Fortunately, I discovered why this is a problem in Gretchen Rubin’s book Better Than Before: Mastering the Habits of Our Everyday Lives. The reason NaNoWriMo doesn’t build a writing habit is because it has a finish line. This gives us an excuse to stop doing something, even if we’ve been doing it successfully for days on end. Once we cross the finish line, our brain says “I’m done!” and walks off whistling. Our reason to write is gone.

Setting a finish line does indeed help some people reach a specific, one-time goal, but although it’s widely assumed to help habit formation, the reward of hitting a finish line can actually undermine habits. — Gretchen Rubin

According to Rubin, the trick to making a goal with a deadline help build a habit is to have a plan. Not just for the event but for what you will do right after the event. Having a clear idea of how you will transition from before the finish line to after it can help you carry what you have been doing forward and turn what was a deadline-fueled commitment into something that will last longer and become habit.

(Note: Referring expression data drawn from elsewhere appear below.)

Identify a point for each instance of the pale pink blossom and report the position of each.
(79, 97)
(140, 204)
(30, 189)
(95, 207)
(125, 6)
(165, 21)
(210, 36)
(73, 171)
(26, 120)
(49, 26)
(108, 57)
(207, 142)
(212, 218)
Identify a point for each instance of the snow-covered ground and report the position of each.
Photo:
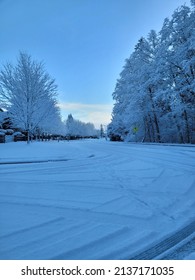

Ways to keep writing after you hit 50,000 words:

Know what’s next. Before the month is over, decide what you will be doing in December. Pick the project you will work on and set goals now for what you will do then. (For those new to the game, I recommend setting aside this month’s draft and letting it rest while you work on something else. You need to get some distance from what you’ve written before you try to revise it. I always wait until January at least before I read through my latest NaNoWriMo draft, and longer than that to start revising it.)

Change the short term into the long term. Instead of thinking, “I’m done when I write 50,000 words,” think “I’m done when I’ve written my 2000 words for the day.” Focus on today instead of forever. Success is meeting that daily goal, one day at a time.

If you work really well with a deadline, use it. To leverage this month’s activity into future activity, take on a new challenge when this one is done. You can keep using finish lines as long as you make sure you have another one on the horizon.

While I’ve faced this tricky transition for more than ten years now, this year is harder than usual. I crossed the 50K line on the 23rd and finished my story on the 24th. My brain has been thinking “I’m on VACATION!” since the moment I typed “The End”. But I am not letting it off the hook. I’ve decided to follow my own advice and keep writing what I can daily. Today I’m drafting blog posts and will not be done until I’ve got 2000 new words down. I am also going to add some more material to my draft to make it more complete before the month ends, 2000 words at a time.

I was lucky. The words really came pouring out this month and I want to keep them flowing. So I will keep showing up and keep writing and hope this steady effort can become a daily habit even when NaNoWriMo is over.

How about you? Do you have a plan for what to do after NaNoWriMo is over?